However, this appears to be changing. Programs at Northwestern, Emerson, Arizona State, and the University of Florida have been partnering with businesses to specifically research how social media can be used effectively. “It’s allowing for a new kind of research that just wasn’t even possible a few years ago,” says associate professor Dmitri Williams, the Wall Street Journal reports. In a world where social media continues to be a buzz word, businesses are looking for every advantage they can get.
As an example of how social media is being examined, the Wall Street Journal reported that at one class at Arizona State University, the students divided into teams to generate buzz around FoxSportsArizona.com. Fox Sports Net, a group of regional sports channels, will be working with 10 schools as part of a program it calls Creative University.
Despite the successful results from the companies thus far, is it a good idea for companies to conduct social media research at the university level?
Although there are advantages, as seen above, there are hidden costs as well. The time needed to establish a partnership with a program and the commitment the company gives to a university and its students; these may not always be financially related, but they are important nonetheless. Even with this commitment, in return the company would receive students who spend a limited amount of time per week on the project and who have multiple sources competing for their attention. As creative as students can be, they are not working 9AM to 5PM on these projects.

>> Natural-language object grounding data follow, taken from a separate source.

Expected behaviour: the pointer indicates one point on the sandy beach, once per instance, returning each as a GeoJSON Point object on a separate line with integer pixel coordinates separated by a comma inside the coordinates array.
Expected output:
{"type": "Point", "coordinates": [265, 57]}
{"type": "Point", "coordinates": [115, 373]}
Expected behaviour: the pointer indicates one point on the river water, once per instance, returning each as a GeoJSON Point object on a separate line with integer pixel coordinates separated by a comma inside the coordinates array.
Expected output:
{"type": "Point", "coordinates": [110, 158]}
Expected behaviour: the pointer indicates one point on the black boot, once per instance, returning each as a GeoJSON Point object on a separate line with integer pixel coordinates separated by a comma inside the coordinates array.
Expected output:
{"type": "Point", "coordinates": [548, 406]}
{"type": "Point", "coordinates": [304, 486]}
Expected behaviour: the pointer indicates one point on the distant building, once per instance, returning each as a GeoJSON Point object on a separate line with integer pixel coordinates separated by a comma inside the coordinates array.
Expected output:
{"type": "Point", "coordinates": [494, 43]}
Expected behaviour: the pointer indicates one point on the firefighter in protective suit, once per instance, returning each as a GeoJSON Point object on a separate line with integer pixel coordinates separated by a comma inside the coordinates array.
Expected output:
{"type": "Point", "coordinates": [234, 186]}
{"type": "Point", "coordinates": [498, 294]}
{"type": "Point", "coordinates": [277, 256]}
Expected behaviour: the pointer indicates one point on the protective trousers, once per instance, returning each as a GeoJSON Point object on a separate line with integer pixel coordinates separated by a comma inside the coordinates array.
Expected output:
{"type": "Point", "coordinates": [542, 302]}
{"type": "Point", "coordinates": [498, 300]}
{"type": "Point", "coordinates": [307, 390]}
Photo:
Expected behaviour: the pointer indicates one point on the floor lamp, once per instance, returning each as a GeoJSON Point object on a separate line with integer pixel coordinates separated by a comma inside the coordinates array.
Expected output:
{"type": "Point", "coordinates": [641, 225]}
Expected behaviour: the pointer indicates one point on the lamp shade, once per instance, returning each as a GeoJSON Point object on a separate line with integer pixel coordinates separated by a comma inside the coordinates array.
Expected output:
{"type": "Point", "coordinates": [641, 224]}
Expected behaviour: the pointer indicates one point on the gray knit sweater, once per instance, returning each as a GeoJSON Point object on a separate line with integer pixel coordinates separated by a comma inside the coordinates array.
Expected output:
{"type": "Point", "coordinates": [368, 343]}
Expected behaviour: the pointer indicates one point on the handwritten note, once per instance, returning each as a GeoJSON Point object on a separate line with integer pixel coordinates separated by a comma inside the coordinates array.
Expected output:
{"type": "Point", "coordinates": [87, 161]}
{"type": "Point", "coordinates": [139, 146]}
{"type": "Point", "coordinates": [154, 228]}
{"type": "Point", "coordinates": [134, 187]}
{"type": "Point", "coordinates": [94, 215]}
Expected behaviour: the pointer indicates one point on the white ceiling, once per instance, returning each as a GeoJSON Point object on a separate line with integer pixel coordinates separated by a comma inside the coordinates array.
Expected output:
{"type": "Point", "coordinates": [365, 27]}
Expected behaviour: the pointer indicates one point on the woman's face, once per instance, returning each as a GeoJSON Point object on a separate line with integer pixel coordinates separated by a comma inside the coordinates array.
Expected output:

The lack of time and attention is particular true in the examples above, where businesses partnered with undergraduate programs. Traditionally, companies that have lent financial support to “hard” sciences have supported graduate programs, namely PhD students, and these students, in addition to having more time to spend, are under strict supervision. A PhD student, it could be argued, is more similar in their commitment to a project to a full-time employee than to an undergraduate student.
There is no such thing as a free lunch, and perhaps the costs, hidden or explicit, of conducting social media research at the undergraduate level outweigh the benefits.